Jimmy Molloy, real estate agent with Chestnut Park Real Estate Ltd., was not involved with the sale, but he says that buyers do have the confidence to pay a rich price to get exactly the property they want.
“I think really special stuff is still trading.”
Mr. Molloy also points to the market for preconstruction condos, where buyers are paying prices that seem astronomical compared with those of years past.
Mr. Molloy says the condo suites at the Four Seasons Hotel and Residences in Toronto set a new benchmark with prices equal to $1,250 a square foot when the project launched in 2007.
“It just changed the floor,” he says. “We had one threshold that the Four Seasons broke through.”
Now, some luxury projects in the city are selling for $2,000 and $3,000 a square foot.
“Have we just moved up a notch and nobody noticed?”

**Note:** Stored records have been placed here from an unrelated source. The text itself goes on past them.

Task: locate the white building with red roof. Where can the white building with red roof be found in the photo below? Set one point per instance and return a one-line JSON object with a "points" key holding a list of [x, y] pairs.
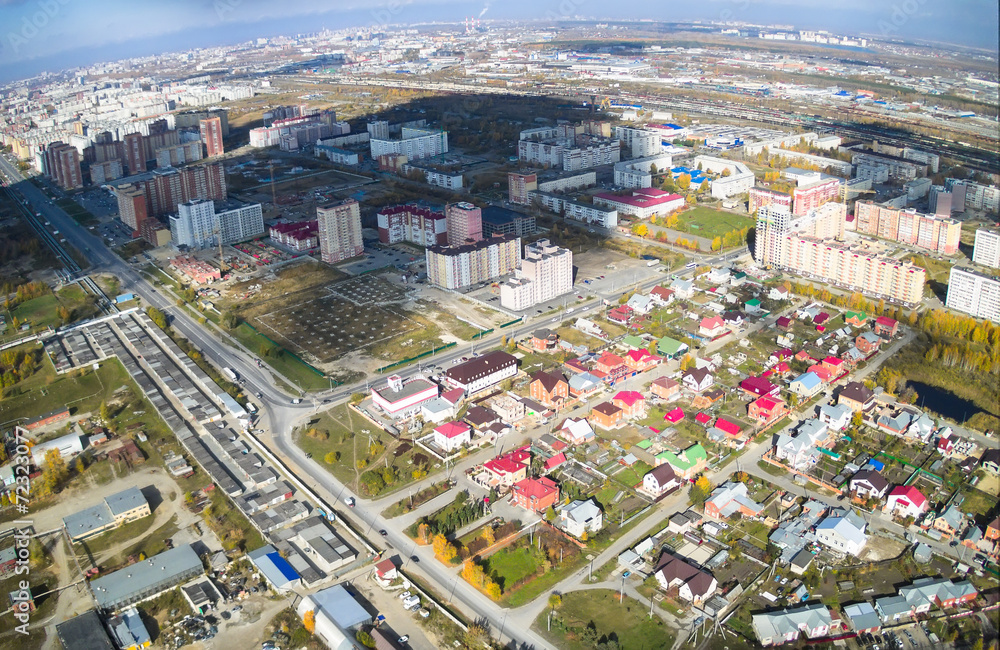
{"points": [[644, 202], [905, 501], [452, 435]]}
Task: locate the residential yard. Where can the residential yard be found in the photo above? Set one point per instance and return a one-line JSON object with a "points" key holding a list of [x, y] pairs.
{"points": [[588, 617], [710, 223]]}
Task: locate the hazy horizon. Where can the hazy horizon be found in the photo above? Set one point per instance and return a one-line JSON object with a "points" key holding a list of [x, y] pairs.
{"points": [[54, 35]]}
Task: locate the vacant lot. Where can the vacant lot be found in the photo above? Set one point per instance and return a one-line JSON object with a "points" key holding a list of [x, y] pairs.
{"points": [[706, 222], [587, 618]]}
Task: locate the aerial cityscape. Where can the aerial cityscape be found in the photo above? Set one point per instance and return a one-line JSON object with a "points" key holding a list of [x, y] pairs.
{"points": [[534, 327]]}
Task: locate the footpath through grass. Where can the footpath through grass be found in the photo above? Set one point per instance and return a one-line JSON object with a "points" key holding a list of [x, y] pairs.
{"points": [[587, 618]]}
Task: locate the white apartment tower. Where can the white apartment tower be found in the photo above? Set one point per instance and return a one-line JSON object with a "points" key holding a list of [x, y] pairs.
{"points": [[339, 231], [986, 250], [546, 272], [974, 294]]}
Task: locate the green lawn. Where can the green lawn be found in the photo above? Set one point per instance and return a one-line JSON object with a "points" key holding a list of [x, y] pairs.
{"points": [[710, 223], [510, 565], [600, 609]]}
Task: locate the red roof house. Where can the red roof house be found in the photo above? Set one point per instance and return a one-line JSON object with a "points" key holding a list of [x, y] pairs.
{"points": [[674, 416], [535, 494]]}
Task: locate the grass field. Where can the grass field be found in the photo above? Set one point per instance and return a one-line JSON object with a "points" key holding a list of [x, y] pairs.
{"points": [[600, 609], [710, 223]]}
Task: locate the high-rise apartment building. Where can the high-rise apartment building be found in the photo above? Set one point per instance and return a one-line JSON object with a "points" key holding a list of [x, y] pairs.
{"points": [[211, 136], [135, 153], [519, 187], [546, 272], [464, 222], [62, 165], [458, 267], [339, 231], [974, 294], [929, 231], [810, 197], [132, 207], [197, 224], [986, 250], [760, 196], [412, 223]]}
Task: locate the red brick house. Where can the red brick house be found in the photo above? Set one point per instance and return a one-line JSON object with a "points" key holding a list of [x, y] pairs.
{"points": [[641, 360], [665, 387], [612, 365], [632, 404], [606, 415], [885, 326], [767, 409], [544, 340], [549, 389], [535, 494]]}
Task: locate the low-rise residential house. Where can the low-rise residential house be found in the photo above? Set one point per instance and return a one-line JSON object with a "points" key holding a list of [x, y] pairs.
{"points": [[665, 388], [949, 522], [806, 385], [711, 327], [641, 360], [580, 517], [868, 343], [660, 480], [583, 384], [759, 387], [693, 585], [576, 431], [767, 409], [886, 327], [662, 296], [863, 618], [698, 379], [843, 531], [535, 494], [550, 389], [785, 625], [836, 417], [905, 501], [730, 498], [857, 397], [868, 484], [671, 348], [606, 415], [688, 463], [632, 404], [990, 461]]}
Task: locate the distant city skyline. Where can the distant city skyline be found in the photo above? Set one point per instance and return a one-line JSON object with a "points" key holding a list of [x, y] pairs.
{"points": [[53, 35]]}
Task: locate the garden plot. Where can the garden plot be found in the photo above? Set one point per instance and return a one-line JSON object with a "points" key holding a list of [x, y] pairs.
{"points": [[343, 318]]}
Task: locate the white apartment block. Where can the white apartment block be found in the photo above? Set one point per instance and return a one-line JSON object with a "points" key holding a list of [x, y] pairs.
{"points": [[594, 155], [986, 250], [739, 181], [974, 294], [835, 166], [546, 272], [339, 231], [568, 182], [638, 173], [594, 215], [196, 224], [415, 144], [640, 142]]}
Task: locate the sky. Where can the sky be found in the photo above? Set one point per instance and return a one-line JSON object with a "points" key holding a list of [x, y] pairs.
{"points": [[38, 35]]}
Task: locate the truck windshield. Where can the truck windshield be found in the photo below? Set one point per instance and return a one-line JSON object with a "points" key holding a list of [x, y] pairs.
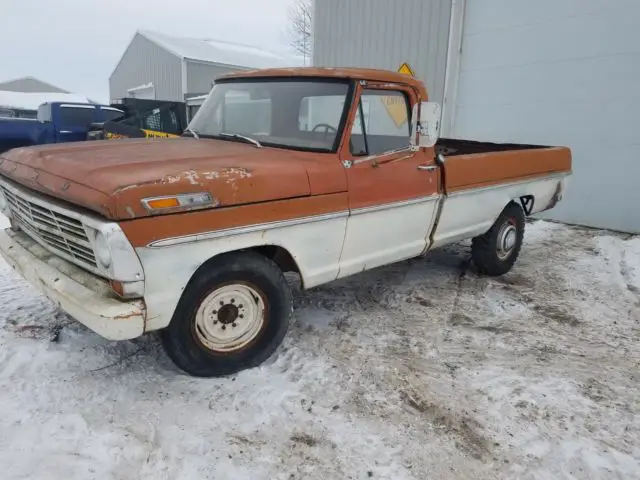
{"points": [[298, 114]]}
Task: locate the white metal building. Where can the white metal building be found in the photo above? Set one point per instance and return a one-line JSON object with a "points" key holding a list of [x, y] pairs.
{"points": [[554, 72], [163, 67]]}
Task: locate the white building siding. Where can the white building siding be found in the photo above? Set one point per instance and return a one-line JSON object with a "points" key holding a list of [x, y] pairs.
{"points": [[145, 62], [560, 72], [384, 34], [200, 76]]}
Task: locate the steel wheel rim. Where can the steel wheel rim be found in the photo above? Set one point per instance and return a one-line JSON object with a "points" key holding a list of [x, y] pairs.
{"points": [[507, 239], [230, 317]]}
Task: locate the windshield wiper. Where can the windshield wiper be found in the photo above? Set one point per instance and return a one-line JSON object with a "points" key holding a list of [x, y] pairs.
{"points": [[195, 135], [242, 137]]}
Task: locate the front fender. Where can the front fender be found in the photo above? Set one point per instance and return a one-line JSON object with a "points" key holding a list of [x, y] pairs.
{"points": [[315, 246]]}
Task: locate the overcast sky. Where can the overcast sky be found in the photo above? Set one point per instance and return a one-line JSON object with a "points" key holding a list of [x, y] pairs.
{"points": [[75, 44]]}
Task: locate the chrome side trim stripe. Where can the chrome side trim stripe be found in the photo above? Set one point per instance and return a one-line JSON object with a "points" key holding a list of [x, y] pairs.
{"points": [[247, 229], [541, 178], [388, 206], [286, 223]]}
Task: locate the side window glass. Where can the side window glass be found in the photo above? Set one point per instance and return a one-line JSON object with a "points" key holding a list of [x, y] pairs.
{"points": [[356, 142], [385, 120]]}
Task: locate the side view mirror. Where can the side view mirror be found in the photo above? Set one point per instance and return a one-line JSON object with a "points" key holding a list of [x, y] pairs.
{"points": [[425, 124]]}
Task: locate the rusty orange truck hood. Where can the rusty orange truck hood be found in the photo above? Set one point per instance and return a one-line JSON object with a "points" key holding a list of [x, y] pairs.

That mindset can permeate the segment for carriage trade properties, Mr. Molloy says, because condo prices do set the tone for detached houses.
“There’s a psychology to it.”
Mr. Bibby says the buyers of preconstruction condos that won’t be ready for several years are building in the assumption that price growth will continue at the same pace for the next three to five years.
“There’s a lot of optimism that the market will keep going,” he says. “If I was buying preconstruction – which I’m not – I’d be concerned.”
In his opinion, the numbers don’t make sense when units already built in desirable locations trade for far less. The unit at the Berczy sold for about $1,280 a square foot, he says, and another at the boutique Scrivener Square project sold for the equivalent of $1,525 a square foot.
Mr. Bibby expects the rest of the fall market to roll along pretty much at the same pace.
He has clients who are already telling him that they plan to wait until the spring to list. Others who have tried to sell in the fall will list again in the spring rather than reduce their price now.
But he says that buyers who need to complete a transaction before the year end will choose from whatever’s remaining on the market in the remaining weeks of 2021.
Looking ahead, Mr. Bibby says buyers and sellers alike are wondering where the Toronto market will be in the spring.
“It will be fun to see what’s going to happen in the next few months.”